Muslim sebagai mayoritas tidak membuat partai Islam menjadi mayoritas, terbukti dengan beberapa kali pemilu. Dulu, Partai Masyumi pernah, dan tidak lama bertahan. Banyak sebab, dan barangkali demokrasi belum berjodoh dengan politik Islam.

Negara-negara di Timur Tengah banyak yang mengalami kegagalan demokrasi, entah itu dari internal maupun tekanan eksternal. Beberapa negara bahkan sukses mengantarkan partai Islam menjadi pemenang pemilu, namun hanya sebentar dan habis itu kacau balau.

Tulisan ini tidak untuk menganalisis secara lengkap fenomena tersebut, yang sudah dibahas para ahlinya di seantero dunia. Fokus utamanya mengambil pelajaran atas berbagai kesulitan partai politik yang melabeli diri Islam, agar mampu bermanfaat bagi umat. Itu pun sebagian, tidak menyeluruh.

Beratnya “partai Islam”, katakanlah begitu, utamanya dari sisi internal. Orang Islam punya prinsip untuk tidak riya’, sehingga secara psikologis menilai negatif orang-orang yang berperilaku Islami tapi ‘mengejar kekuasaan’ . Bisa jadi politisi muslim yang memperjuangkan umat tidak berfikir demikian, sehingga PR-nya mengubah persepsi negatif khalayak. Bisa?

Sayangnya, media sudah menjadi ‘pengganti nabi’ umat ini. Sangat mudah mengubah persepsi masyarakat dengan berbagai teknologi komunikasi massa yang digunakan. Benarlah sabda Rasulullah bahwa akhir zaman akan penuh dengan fitnah.

Faktor tersebut bahkan dimanfaatkan oleh pihak yang berseberangan sebagai titik kelemahan yang mudah diserang.

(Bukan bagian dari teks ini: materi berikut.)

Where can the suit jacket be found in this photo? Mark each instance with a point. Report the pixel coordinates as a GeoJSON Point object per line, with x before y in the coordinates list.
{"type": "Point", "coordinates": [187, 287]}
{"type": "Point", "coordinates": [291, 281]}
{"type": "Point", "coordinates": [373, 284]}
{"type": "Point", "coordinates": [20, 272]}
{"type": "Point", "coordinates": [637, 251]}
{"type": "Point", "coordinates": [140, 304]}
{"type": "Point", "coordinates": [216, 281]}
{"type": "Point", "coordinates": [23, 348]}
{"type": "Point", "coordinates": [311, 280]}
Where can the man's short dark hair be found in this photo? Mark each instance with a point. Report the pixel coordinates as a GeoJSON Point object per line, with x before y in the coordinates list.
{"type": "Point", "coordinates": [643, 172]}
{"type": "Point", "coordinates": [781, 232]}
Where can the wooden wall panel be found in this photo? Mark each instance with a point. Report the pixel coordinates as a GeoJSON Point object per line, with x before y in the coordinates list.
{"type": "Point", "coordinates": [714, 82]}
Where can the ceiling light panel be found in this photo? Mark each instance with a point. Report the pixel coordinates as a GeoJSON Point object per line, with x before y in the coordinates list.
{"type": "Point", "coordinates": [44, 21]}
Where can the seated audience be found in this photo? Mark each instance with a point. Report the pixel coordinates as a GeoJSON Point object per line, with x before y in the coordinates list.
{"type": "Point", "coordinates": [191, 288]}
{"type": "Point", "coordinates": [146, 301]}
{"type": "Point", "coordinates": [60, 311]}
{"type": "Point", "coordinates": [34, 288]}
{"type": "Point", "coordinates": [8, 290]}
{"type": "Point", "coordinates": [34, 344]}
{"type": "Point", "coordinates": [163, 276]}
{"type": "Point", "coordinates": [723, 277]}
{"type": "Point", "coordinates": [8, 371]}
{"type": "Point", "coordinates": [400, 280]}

Muncullah tuduhan-tuduhan “memanfaatkan agama untuk kekuasaan”, apalagi sudah menjadi ‘budaya’ kalau menjabat pastilah akan kaya.

Tantangannya, Partai Islam harus menjadi populer sebagai problem solver bagi semua masyarakat, bahkan ketika tidak memegang kekuasaan. Barangkali hanya dengan cara inilah membuat masyarakat mampu menghilangkan persepsi riya’ kepada partai Islam, karena sudah langsung merasakannya.

Islam lekat dengan moral. Ini sebuah keunggulan nyata. Namun menjadi titik lemah juga dalam politik. Seperti yang sudah dimaklumi, hasrat berkuasa sangat dengan amoral. Partai Islam tak bermoral? Siap-siap jadi bulan-bulanan. ‘Wong’ bermoral baik saja sudah dianggap tidak klop dengan kekuasaan.

Oleh karena banyak titik lemah tersebut, politisi dan seluruh komponen partai Islam dituntut sempurna, sampai harus ekstra sempurna menjaga pertahanan dirinya terhadap fitnah, dan jebakan-jebakan fitnah.

Sisi lainnya, Islam menekankan kepada pribadi bukan sistem. Empat khalifah setelah Rasulullah bertumpu pada kualitas pribadinya, bukan sistem. Kelembagaan kepartaian serasa membatasi pribadi-pribadi potensial yang seharusnya bisa menjadi pemimpin masa depan, barangkali karena selalu ‘berlindung’ ke mekanisme partainya. Ketika ada yang ‘nyeleneh’, ditendang keluar. Oleh karena itu, tantangan berikutnya, Partai harus bersikap fleksibel terhadap individu-individu dengan tidak membesar-besarkan konflik antar pribadi dengan partainya.

Ada lagi, bentuk partai atau golongan memiliki kelemahan mendasar, yakni mudah keluar dari jalan kebenaran karena fanatisme kelompok. Se-Islami apapun, kebanggaan terhadap golongannya mendorong berlaku angkuh dan merendahkan golongan lainnya. Ini adalah langkah-langkah menolak kebenaran. Oleh karenanya, partai berlabel Islam harus mampu membina kader-kadernya terhindar dari hal tersebut.

Ulasan di atas menegaskan bahwa membawa partai berlabel Islam itu berat, namun bukan berarti tidak bisa. Yang penting, selalu sadar diri.